David Spergel, astrofísico
As manchetes de jornais, revistas e sites científicos do mundo todo anunciaram: descobertas evidências de ondas gravitacionais no universo. Os sinais de longa distância forneciam evidências de que o cosmos ainda em formação passou por um rápido, mas imenso, período de expansão chamado inflação cósmica. Em meio à empolgação, David Spergel, astrofísico da Universidade de Princeton (EUA), ficou um tanto desconfiado. Especialista no Universo primordial, Spergel examinou os sinais e constatou que, na verdade, a equipe de cientistas que havia analisado os dados capturados pelo telescópio BICEP2 havia cometido um erro nos cálculos da distância das ondas. A equipe, já cotada para um Prêmio Nobel, reconheceu o engano.
Sjors Scheres, biólogo
O trabalho desse biólogo não envolve tubos de ensaio e placas dePetri. Sjors Scheres está envolvido em bilhões de cálculos. Sua missão é programar softwares. Mas não qualquer software. No Laboratório de Biologia Molecular de Cambrigde, o que o inglês faz é buscar uma forma de produzir imagens em altíssima resolução de ribossomos, estruturas formadas por proteínas e moléculas de RNA. Entre as contribuições de Scheres está a primeira imagem de um cromossomo híbrido – a compreensão dessa “sopa” de material genético é essencial para, entre outras coisas, desenvolver antibióticos mais eficazes.
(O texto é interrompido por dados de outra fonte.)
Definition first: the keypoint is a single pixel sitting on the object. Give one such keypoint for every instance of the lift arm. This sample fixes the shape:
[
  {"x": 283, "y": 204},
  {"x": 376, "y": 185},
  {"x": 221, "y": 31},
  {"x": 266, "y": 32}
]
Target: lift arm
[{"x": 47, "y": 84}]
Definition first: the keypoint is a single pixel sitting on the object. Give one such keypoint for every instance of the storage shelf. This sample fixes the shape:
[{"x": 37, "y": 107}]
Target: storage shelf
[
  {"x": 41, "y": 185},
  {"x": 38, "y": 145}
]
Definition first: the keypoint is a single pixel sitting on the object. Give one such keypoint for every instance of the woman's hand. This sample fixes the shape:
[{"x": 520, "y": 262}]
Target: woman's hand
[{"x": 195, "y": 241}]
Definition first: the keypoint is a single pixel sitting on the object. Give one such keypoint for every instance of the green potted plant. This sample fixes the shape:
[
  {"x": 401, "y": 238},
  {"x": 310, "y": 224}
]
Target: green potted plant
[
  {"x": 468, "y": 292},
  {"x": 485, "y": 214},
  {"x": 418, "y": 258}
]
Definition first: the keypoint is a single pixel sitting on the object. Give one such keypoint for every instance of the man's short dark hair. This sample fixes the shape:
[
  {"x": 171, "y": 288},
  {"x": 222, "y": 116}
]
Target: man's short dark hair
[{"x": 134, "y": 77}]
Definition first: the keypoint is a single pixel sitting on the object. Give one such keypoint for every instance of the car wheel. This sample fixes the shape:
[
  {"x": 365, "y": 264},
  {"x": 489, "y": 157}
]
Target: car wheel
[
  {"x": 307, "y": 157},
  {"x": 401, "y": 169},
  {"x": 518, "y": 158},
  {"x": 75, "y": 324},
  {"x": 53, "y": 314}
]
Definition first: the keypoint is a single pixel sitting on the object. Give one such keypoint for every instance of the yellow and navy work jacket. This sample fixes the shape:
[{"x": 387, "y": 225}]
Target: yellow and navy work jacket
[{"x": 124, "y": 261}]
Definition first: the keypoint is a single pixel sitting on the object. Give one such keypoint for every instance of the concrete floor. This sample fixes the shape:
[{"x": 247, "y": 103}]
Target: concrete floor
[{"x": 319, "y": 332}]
Sheik Humarr Khan, infectologista
Quando a epidemia de ebola atingiu seu ápice em Serra Leoa, o infectologista Sheik Humarr Khan foi aconselhado a sair do país. Mas ele se recusou. Queria terminar o trabalho de sequenciamento do vírus circulante naquela região e também tratar os pacientes. O custo foi alto: Khan foi infectado e morreu em 29 de julho. De acordo com os que o conheciam, o médico acreditava tanto que a ciência deveria estar a serviço de todos que largou o posto de médico na capital, Freetown, para trabalhar na pobre e abandonada região rural de Kenema. A pesquisa da qual participou está mostrando como o vírus apresenta rápida mutação e, agora, em toda a África Oriental, laboratórios sequenciam o DNA viral atrás da história evolutiva do ebola.
Pete Frates, paciente
Há dois anos e meio, o jogador de beisebol Pete Frates, de 29 anos, recebeu o diagnóstico de esclerose lateral amitrófica. Desde então, o jovem perdeu as habilidades de falar e de se mexer. Em novembro do ano passado, ele assistia a um jogo quando viu, pela primeira vez, uma demonstração do desafio do balde de gelo, no qual pessoas postam e compartilham vídeos delas mesmas tomando um banho congelante a fim de levantar fundos para pesquisas sobre a doença. Em agosto, Frates resolveu abraçar a causa. Fez, ele mesmo, o desafio e, com a ajuda do softwares de comunicação que o auxiliam a se comunicar, postou o vídeo, que se tornou viral. Desde então, angariou US$ 115 milhões.